The good news is that sometimes an event happens that brings people together quite quickly and easily.  In my case, we had a power outage tonight and I just happened to already be sitting on my patio, reading a book.  Several of my neighbors came and went during the hour or so that the outage lasted and we all talked to each other as if we'd already met, or even known each other for a while.  We had a common problem, it was that simple.  And it was fun chatting with people from my patio and getting to meet their kids or pets while they were out in front of the building.

The opportunity here is that I can now figure out if any of my neighbors are people I want to have more of a connection to.  Even if I decide that I don't want to have weekly dinners with them, this is the first time in my life that I really recognize the value of actually getting to know the people you share an apartment complex with.  Whether it's in case of an emergency or the simple loveliness of being able to say hi and have small chat with nice people, it is worth some extra effort.

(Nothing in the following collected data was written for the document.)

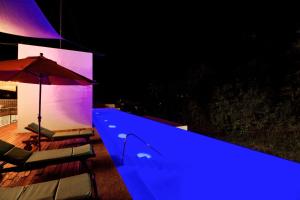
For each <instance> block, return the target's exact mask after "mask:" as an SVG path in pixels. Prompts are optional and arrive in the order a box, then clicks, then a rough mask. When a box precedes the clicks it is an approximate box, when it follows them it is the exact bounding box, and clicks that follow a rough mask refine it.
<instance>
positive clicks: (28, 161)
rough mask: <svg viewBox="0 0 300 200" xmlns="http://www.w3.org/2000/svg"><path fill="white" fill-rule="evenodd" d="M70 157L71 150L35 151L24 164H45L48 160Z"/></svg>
mask: <svg viewBox="0 0 300 200" xmlns="http://www.w3.org/2000/svg"><path fill="white" fill-rule="evenodd" d="M70 156H72V148H71V147H70V148H63V149H51V150H45V151H35V152H33V153H32V155H31V156H30V157H29V158H28V160H27V161H26V162H25V164H34V163H37V162H47V161H50V160H53V159H55V160H57V159H64V158H68V157H70Z"/></svg>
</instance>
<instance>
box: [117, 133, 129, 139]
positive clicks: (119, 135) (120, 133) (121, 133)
mask: <svg viewBox="0 0 300 200" xmlns="http://www.w3.org/2000/svg"><path fill="white" fill-rule="evenodd" d="M126 136H127V134H125V133H120V134H119V135H118V138H121V139H125V138H126Z"/></svg>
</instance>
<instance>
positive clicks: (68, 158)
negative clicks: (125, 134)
mask: <svg viewBox="0 0 300 200" xmlns="http://www.w3.org/2000/svg"><path fill="white" fill-rule="evenodd" d="M93 156H95V153H94V151H93V148H92V146H91V145H90V144H85V145H82V146H77V147H69V148H62V149H51V150H44V151H36V152H31V151H27V150H24V149H21V148H18V147H16V146H14V145H12V144H10V143H7V142H4V141H3V140H0V161H2V162H3V163H2V164H1V165H0V173H3V172H11V171H14V172H20V171H27V170H33V169H39V168H43V167H46V166H48V165H54V164H61V163H66V162H72V161H81V162H82V164H84V165H85V164H86V163H85V161H86V160H87V159H88V158H90V157H93ZM7 163H10V164H13V165H14V166H11V167H6V168H4V165H6V164H7Z"/></svg>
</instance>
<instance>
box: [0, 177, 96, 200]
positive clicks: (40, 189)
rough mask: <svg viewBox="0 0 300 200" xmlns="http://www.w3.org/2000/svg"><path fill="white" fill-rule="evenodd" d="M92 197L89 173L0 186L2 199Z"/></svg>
mask: <svg viewBox="0 0 300 200" xmlns="http://www.w3.org/2000/svg"><path fill="white" fill-rule="evenodd" d="M92 197H93V189H92V183H91V178H90V176H89V174H88V173H84V174H80V175H76V176H71V177H67V178H62V179H59V180H53V181H47V182H42V183H35V184H32V185H28V186H17V187H12V188H9V187H1V188H0V200H16V199H18V200H25V199H30V200H38V199H39V200H41V199H45V200H46V199H55V200H67V199H68V200H71V199H72V200H74V199H92Z"/></svg>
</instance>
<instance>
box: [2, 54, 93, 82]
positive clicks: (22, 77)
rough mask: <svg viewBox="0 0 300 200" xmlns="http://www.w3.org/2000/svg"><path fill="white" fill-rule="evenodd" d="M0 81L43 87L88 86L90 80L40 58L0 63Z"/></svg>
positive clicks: (52, 61)
mask: <svg viewBox="0 0 300 200" xmlns="http://www.w3.org/2000/svg"><path fill="white" fill-rule="evenodd" d="M0 72H1V74H0V80H3V81H16V82H23V83H34V84H39V83H40V81H41V83H42V84H45V85H90V84H91V83H92V80H90V79H88V78H86V77H84V76H82V75H80V74H77V73H76V72H73V71H71V70H69V69H67V68H65V67H63V66H61V65H59V64H57V62H55V61H53V60H50V59H47V58H45V57H44V56H43V54H41V55H40V56H34V57H27V58H24V59H18V60H7V61H0Z"/></svg>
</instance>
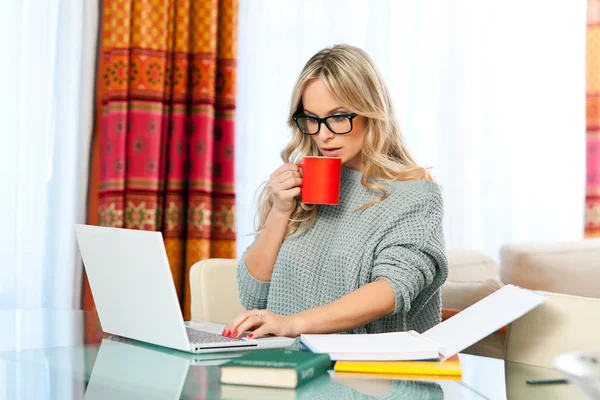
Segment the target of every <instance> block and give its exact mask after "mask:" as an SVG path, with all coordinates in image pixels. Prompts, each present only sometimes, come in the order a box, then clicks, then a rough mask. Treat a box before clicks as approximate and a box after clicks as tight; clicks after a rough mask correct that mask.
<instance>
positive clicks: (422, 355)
mask: <svg viewBox="0 0 600 400" xmlns="http://www.w3.org/2000/svg"><path fill="white" fill-rule="evenodd" d="M544 300H545V296H543V295H542V294H539V293H536V292H532V291H529V290H526V289H522V288H519V287H516V286H513V285H506V286H504V287H503V288H502V289H500V290H498V291H496V292H495V293H493V294H491V295H489V296H488V297H486V298H485V299H483V300H481V301H479V302H478V303H475V304H473V305H472V306H471V307H469V308H467V309H466V310H464V311H462V312H461V313H459V314H457V315H456V316H454V317H452V318H450V319H448V320H446V321H444V322H442V323H440V324H438V325H436V326H434V327H433V328H431V329H429V330H428V331H426V332H424V333H422V334H421V333H417V332H414V331H409V332H391V333H380V334H364V335H359V334H354V335H349V334H326V335H313V334H311V335H301V336H300V340H301V342H302V344H303V345H304V346H305V347H306V348H307V349H308V350H309V351H308V352H297V351H286V350H265V351H254V352H250V353H249V354H247V355H245V356H242V357H239V358H236V359H234V360H231V361H229V362H228V363H226V364H224V365H222V367H221V382H222V383H223V385H224V390H226V391H229V393H233V392H234V390H233V388H229V387H227V386H225V385H242V386H255V387H258V386H261V387H278V388H288V389H295V388H298V387H301V386H302V385H304V384H306V382H310V381H312V380H315V379H316V378H319V377H320V376H323V375H327V371H328V369H331V368H332V362H335V365H334V366H333V369H334V371H335V375H336V376H342V375H346V376H347V375H352V376H357V377H358V376H371V377H381V378H386V379H416V380H421V379H424V378H427V377H429V378H430V379H431V378H433V379H436V380H437V379H460V378H461V376H462V369H461V365H460V361H459V358H458V355H457V354H458V353H459V352H460V351H462V350H464V349H465V348H467V347H469V346H470V345H472V344H474V343H476V342H477V341H479V340H481V339H483V338H484V337H486V336H488V335H489V334H491V333H492V332H495V331H496V330H498V329H499V328H501V327H503V326H505V325H507V324H508V323H510V322H512V321H514V320H515V319H517V318H519V317H521V316H522V315H524V314H525V313H527V312H529V311H531V310H532V309H534V308H535V307H537V306H539V305H540V304H541V303H543V301H544Z"/></svg>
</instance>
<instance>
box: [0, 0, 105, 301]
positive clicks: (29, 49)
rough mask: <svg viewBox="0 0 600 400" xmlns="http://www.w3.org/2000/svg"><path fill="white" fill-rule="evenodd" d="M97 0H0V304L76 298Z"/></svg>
mask: <svg viewBox="0 0 600 400" xmlns="http://www.w3.org/2000/svg"><path fill="white" fill-rule="evenodd" d="M97 30H98V1H97V0H92V1H88V0H86V1H80V0H67V1H65V0H51V1H50V0H49V1H41V2H40V1H36V0H23V1H2V2H0V38H1V39H0V40H1V41H2V57H3V60H2V62H1V63H0V88H2V90H1V91H0V121H2V130H1V138H0V174H1V185H2V196H0V210H2V212H1V216H0V218H1V221H2V223H1V224H0V226H1V229H0V238H1V240H0V254H1V255H2V262H1V265H2V267H1V268H0V308H39V307H45V308H80V285H81V283H80V282H81V263H80V262H77V259H76V258H77V256H76V254H77V251H76V243H75V236H74V233H73V224H74V223H75V222H82V221H85V201H86V191H87V178H88V176H87V175H88V158H89V152H90V138H91V130H92V117H93V92H94V75H95V57H96V56H95V54H96V41H97V35H98V32H97Z"/></svg>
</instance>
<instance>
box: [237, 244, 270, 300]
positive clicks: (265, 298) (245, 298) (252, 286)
mask: <svg viewBox="0 0 600 400" xmlns="http://www.w3.org/2000/svg"><path fill="white" fill-rule="evenodd" d="M253 244H254V243H253ZM253 244H251V245H250V246H249V247H248V248H247V249H246V251H244V254H242V257H240V261H239V263H238V268H237V282H238V291H239V293H240V302H241V303H242V305H243V306H244V308H246V310H252V309H254V308H258V309H265V308H267V297H268V295H269V287H270V285H271V283H270V282H263V281H259V280H258V279H256V278H255V277H253V276H252V274H250V271H248V268H247V267H246V262H245V258H246V253H247V252H248V249H250V247H252V245H253Z"/></svg>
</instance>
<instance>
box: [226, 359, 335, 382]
mask: <svg viewBox="0 0 600 400" xmlns="http://www.w3.org/2000/svg"><path fill="white" fill-rule="evenodd" d="M330 367H331V359H330V358H329V354H315V353H310V352H306V351H291V350H262V351H260V350H258V351H251V352H249V353H248V354H246V355H243V356H241V357H238V358H236V359H233V360H231V361H228V362H227V363H225V364H223V365H221V383H224V384H230V385H247V386H267V387H281V388H295V387H298V386H300V385H302V384H303V383H306V382H308V381H310V380H312V379H314V378H317V377H319V376H320V375H322V374H324V373H327V370H328V369H329V368H330Z"/></svg>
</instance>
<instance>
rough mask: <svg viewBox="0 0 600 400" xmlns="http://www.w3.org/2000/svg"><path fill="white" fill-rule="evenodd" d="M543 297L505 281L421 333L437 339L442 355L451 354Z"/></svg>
mask: <svg viewBox="0 0 600 400" xmlns="http://www.w3.org/2000/svg"><path fill="white" fill-rule="evenodd" d="M545 299H546V296H544V295H542V294H539V293H536V292H533V291H531V290H528V289H523V288H520V287H517V286H513V285H506V286H504V287H502V288H501V289H499V290H497V291H495V292H494V293H492V294H491V295H489V296H487V297H486V298H484V299H482V300H480V301H478V302H477V303H475V304H473V305H471V306H470V307H468V308H466V309H465V310H463V311H461V312H460V313H458V314H456V315H455V316H454V317H452V318H449V319H447V320H446V321H444V322H442V323H440V324H438V325H436V326H434V327H433V328H431V329H430V330H428V331H427V332H425V333H423V336H425V337H426V338H428V339H430V340H432V341H434V342H436V343H439V344H440V346H441V348H442V350H441V353H442V355H443V356H444V357H451V356H453V355H454V354H456V353H459V352H461V351H462V350H464V349H466V348H467V347H469V346H471V345H472V344H475V343H477V342H478V341H480V340H481V339H483V338H485V337H486V336H488V335H490V334H492V333H493V332H495V331H497V330H498V329H500V328H502V327H504V326H506V325H508V324H509V323H511V322H512V321H514V320H516V319H518V318H520V317H522V316H523V315H525V314H527V313H528V312H529V311H531V310H533V309H534V308H536V307H537V306H539V305H540V304H542V303H543V302H544V300H545Z"/></svg>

I have doubtlessly spent too much of my life relying on my close circle of friends (who now all live far away) and/or social connections at work.  I still have the latter (and I'm grateful for it), but if I'm not working, it's better that I'm not completely cut off from PEOPLE.  Lest I become a hermit (something I'm quite good at, but would prefer not to pursue).

True connection is not easy.  It may sometimes feel effortless, but be not mistaken - it does require getting off your ass and doing something if you want it to be lasting.  More so if you want connections with other people to add value to your life.  Because that means you have to find a way to add value to theirs.